This year has been both the best of times and the worst of times for pipeline behemoth Energy Transfer (NYSE: ET). On the one hand, the energy company is on track to generate record earnings, with its adjusted EBITDA on pace to come in between $11 billion and $11.1 billion, up about 16% from 2018’s total. The MLP‘s unit price, however, has fallen about 14% this year.
Because of that, the company now sells for an insanely cheap price. That makes it a great stock for value investors to consider buying this December.
Drilling down into the valuation
The slump in Energy Transfer’s unit price has pushed its enterprise value (EV) down to around $88 billion. With the MLP on track to generate roughly $11 billion in EBITDA, it trades at about eight times its EV/EBITDA, which is a common valuation metric for energy companies. That’s ridiculously cheap, even in the beaten-down energy midstream sector.
It’s by far the lowest valuation among the large diversified U.S. pipeline companies. On average, the group currently sells for around 11 times their EV/EBITDA. Meanwhile, midstream assets are fetching about 13 times EBITDA on the M&A market.
Why so cheap?
One factor that seems to be weighing on Energy Transfer’s valuation is its debt. Its leverage ratio is currently a bit above its 4.0 to 4.5 times debt-to-EBITDA target. However, that number should slide into that range next year, with the company on track for a 4.2 times leverage ratio given its current earnings growth projection.

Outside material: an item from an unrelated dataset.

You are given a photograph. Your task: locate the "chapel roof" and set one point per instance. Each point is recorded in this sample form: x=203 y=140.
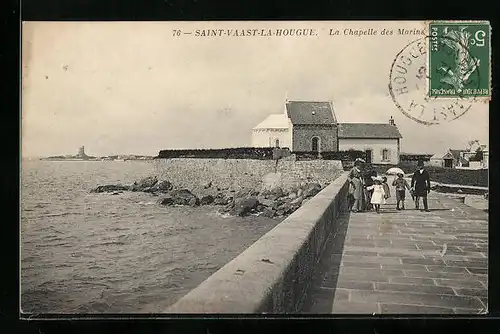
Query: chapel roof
x=368 y=130
x=310 y=113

While that’s higher than some of its peers — several of which have leverage metrics below 3.5 times — it would be a big improvement for Energy Transfer, given that its leverage ratio was above 5.7 times at the end of 2016.
Another factor that seems to be weighing on Energy Transfer’s valuation is its recent decision to acquire SemGroup (NYSE: SEMG) for $5 billion. Energy Transfer’s unit price has slumped about 15% since it made that announcement, due in part to the 65% premium it’s paying for SemGroup. That price, however, isn’t as high as it might seem, since Energy Transfer is paying only about nine times EBITDA for SemGroup after factoring in the expected cost savings. Because of that, the transaction will boost Energy Transfer’s cash flow on a per-unit basis. Further, that deal is highly strategic since it will provide Energy Transfer with another large-scale oil export terminal along the U.S. Gulf Coast. It will also enhance the company’s growth prospects by facilitating the development of the Ted Collins Pipeline, which will link those two Gulf Coast export terminals.
More growth ahead
The SemGroup deal alone should boost Energy Transfer’s EBITDA by about 5% next year. Meanwhile, the company will continue benefiting from its expansion-related investments, with it spending $8 billion in the 2019 to 2020 time frame on organic growth. It finished four projects over the past few months and has several more starting up in 2020. While Energy Transfer hasn’t yet put out its 2020 outlook, these dual fuels should drive another double-digit increase in its EBITDA next year, with further growth in 2021 as the Ted Collins Pipeline comes online.
Too cheap to ignore
Energy Transfer trades at the lowest valuation in its peer group by a wide margin. That discount doesn’t make much sense given that the company’s earnings are at a record level, its balance sheet is improving, and it recently made a sensible acquisition. Because of that, it’s a stock that value investors won’t want to miss, especially since they’ll get paid well while they wait for the company’s valuation to improve. That’s because Energy Transfer currently pays a 10.7%-yielding dividend, which it can comfortably cover with cash flow with lots of room to spare. Add that payout to its growth prospects and valuation upside and Energy Transfer could produce substantial total returns for value investors.